NSCC chief executive Suzannah Nichol said: “The continued rise in supplier prices is putting the squeeze on specialist contractors. While more respondents are saying that they expect an increase in workload, this could be due to the desperately low levels of work available at the moment with businesses anticipating that it can only get better.”
The survey found:
- The percentage of specialist contractors reporting over 90 per cent capacity workload fell to 20 per cent from 35 per cent in the previous quarter.
- 39 per cent reported an increase in enquiries and 37 per cent reported an increase in orders, while 29 per cent reported a decrease in enquiries and 35 per cent reported a decrease in orders.
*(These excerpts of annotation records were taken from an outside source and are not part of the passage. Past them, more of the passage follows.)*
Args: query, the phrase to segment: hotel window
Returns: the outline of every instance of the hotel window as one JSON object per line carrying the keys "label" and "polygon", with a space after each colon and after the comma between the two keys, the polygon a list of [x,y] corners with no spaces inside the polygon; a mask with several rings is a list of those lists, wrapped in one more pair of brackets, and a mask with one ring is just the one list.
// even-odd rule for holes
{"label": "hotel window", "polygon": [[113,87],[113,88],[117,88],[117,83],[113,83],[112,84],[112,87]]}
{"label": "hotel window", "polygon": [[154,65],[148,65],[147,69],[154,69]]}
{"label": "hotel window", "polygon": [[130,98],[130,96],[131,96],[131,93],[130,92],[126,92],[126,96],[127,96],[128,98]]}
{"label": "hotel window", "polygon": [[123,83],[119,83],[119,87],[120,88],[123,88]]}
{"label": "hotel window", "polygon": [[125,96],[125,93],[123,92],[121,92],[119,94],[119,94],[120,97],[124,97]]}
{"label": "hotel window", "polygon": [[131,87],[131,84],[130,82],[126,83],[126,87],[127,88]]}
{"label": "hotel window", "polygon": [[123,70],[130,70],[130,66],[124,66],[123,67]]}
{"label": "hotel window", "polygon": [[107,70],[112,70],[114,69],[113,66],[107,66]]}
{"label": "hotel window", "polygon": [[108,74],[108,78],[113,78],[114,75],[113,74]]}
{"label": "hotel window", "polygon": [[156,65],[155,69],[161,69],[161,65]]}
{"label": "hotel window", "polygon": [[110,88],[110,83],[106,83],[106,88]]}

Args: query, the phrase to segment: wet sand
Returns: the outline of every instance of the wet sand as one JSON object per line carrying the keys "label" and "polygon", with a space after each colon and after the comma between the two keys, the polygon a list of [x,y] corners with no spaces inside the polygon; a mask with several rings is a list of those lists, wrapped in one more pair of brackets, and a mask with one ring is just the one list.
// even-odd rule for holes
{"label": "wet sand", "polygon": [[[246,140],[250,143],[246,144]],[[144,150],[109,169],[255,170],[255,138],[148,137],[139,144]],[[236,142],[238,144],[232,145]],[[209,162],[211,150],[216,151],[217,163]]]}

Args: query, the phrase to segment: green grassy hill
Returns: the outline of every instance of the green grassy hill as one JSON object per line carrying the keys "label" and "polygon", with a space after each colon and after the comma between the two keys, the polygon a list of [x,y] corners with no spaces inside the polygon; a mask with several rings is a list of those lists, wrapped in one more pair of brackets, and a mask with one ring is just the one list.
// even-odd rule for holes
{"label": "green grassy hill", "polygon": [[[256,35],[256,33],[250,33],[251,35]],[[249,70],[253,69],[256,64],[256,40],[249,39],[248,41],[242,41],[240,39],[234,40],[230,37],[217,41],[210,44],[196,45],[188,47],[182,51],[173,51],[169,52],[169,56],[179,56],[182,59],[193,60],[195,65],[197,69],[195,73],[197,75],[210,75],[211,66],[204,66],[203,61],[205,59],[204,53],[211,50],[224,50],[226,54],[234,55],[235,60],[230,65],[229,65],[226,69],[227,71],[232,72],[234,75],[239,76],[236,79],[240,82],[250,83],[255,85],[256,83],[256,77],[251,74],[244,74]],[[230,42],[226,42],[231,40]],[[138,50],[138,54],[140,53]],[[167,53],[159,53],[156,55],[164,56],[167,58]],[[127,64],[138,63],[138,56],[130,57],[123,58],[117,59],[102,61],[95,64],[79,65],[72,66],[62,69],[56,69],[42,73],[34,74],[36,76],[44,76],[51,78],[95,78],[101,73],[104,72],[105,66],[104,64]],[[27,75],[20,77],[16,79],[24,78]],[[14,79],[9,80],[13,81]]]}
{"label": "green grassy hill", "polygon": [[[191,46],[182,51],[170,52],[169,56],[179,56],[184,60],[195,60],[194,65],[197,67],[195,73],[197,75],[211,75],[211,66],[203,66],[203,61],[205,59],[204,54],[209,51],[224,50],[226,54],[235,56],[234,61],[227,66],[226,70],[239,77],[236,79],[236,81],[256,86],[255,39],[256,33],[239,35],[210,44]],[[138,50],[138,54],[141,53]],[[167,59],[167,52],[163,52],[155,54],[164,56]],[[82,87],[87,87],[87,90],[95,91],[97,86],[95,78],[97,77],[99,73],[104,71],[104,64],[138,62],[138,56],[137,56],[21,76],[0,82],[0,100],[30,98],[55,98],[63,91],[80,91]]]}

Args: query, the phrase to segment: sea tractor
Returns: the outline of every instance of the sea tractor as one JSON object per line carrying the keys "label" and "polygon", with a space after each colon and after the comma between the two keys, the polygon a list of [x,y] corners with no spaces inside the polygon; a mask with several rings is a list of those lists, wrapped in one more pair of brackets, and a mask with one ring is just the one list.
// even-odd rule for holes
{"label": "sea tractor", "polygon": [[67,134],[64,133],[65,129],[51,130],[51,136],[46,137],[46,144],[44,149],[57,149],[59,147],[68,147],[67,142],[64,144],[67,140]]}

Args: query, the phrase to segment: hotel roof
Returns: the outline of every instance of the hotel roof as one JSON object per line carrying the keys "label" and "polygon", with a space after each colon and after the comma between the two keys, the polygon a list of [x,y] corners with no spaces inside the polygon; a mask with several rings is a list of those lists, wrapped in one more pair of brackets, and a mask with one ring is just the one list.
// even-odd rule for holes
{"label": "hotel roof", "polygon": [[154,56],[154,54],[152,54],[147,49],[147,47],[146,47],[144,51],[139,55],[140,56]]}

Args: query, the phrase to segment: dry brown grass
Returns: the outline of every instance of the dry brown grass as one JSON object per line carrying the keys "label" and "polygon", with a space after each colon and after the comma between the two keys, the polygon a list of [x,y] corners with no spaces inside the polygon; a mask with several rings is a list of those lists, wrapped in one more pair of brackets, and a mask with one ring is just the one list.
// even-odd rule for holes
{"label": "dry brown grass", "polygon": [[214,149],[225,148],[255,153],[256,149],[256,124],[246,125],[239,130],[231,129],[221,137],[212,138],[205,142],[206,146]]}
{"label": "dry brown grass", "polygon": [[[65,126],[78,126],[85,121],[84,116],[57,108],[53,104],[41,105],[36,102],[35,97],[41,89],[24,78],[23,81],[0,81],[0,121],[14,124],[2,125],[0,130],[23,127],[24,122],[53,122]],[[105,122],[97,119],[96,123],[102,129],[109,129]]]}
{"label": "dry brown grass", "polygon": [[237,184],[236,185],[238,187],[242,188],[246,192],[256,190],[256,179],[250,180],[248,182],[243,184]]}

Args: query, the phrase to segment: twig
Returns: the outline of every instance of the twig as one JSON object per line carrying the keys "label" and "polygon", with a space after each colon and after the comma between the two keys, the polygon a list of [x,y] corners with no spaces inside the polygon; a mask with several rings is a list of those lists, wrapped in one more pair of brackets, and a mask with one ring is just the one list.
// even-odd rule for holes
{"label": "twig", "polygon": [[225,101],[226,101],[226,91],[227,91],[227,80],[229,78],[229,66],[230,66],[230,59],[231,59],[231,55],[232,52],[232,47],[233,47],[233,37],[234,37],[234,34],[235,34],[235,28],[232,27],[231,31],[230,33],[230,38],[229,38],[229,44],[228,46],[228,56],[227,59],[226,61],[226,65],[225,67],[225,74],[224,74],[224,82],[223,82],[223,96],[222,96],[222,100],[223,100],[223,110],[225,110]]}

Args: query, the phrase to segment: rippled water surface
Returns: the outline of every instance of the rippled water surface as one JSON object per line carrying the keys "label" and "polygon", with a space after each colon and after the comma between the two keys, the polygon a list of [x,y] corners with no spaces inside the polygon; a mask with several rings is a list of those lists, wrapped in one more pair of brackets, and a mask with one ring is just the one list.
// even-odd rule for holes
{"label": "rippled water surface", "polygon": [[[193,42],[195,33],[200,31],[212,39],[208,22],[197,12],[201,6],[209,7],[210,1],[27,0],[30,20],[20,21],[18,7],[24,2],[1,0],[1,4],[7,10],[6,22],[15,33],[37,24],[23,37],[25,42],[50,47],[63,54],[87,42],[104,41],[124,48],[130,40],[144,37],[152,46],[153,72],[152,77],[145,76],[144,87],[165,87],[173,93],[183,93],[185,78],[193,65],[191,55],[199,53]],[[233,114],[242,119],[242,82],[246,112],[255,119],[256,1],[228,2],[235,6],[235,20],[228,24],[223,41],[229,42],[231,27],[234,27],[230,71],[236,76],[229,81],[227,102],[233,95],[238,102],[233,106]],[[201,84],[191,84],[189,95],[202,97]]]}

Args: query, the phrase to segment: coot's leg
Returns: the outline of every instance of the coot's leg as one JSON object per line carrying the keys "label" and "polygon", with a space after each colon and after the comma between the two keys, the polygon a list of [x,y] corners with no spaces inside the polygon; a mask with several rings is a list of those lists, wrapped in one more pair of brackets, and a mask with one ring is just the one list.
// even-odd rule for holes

- The percentage reporting more difficulty in recruiting skilled labour decreased from 10 to 8 per cent, while 19 per cent found it less difficult to recruit.
- 60 per cent of respondents anticipated falling margins with 11 per cent anticipating increasing margins.
With almost half of specialist contractors surveyed expecting an increase in workload, there will be a renewed focus on skills as businesses look to make sure they have a qualified workforce in place to deliver new projects.
Almost 40 per cent of firms said they were planning to recruit an apprentice in the coming year and NSCC will be recognising those that invest in apprenticeships with the new NSCC Roll of Honour.
More than half the contractors surveyed reported falling tender prices while almost one in five reported increasing prices.
Almost 90 per cent of respondents reported increases in suppliers prices compared to 74 per cent in the last quarter.
The vast majority of firms (77 per cent) were being paid between 30 and 60 days while 7 per cent were paid within 30 days and 16 per cent were waiting more than 60 days.
The survey also found that 83 per cent of respondents had monies withheld against them in retentions and 35 per cent of retention monies were overdue for release.
On average, 17 per cent of outstanding retentions were written off as bad debts and 17 per cent of companies had used a retention bond as an alternative to cash retention.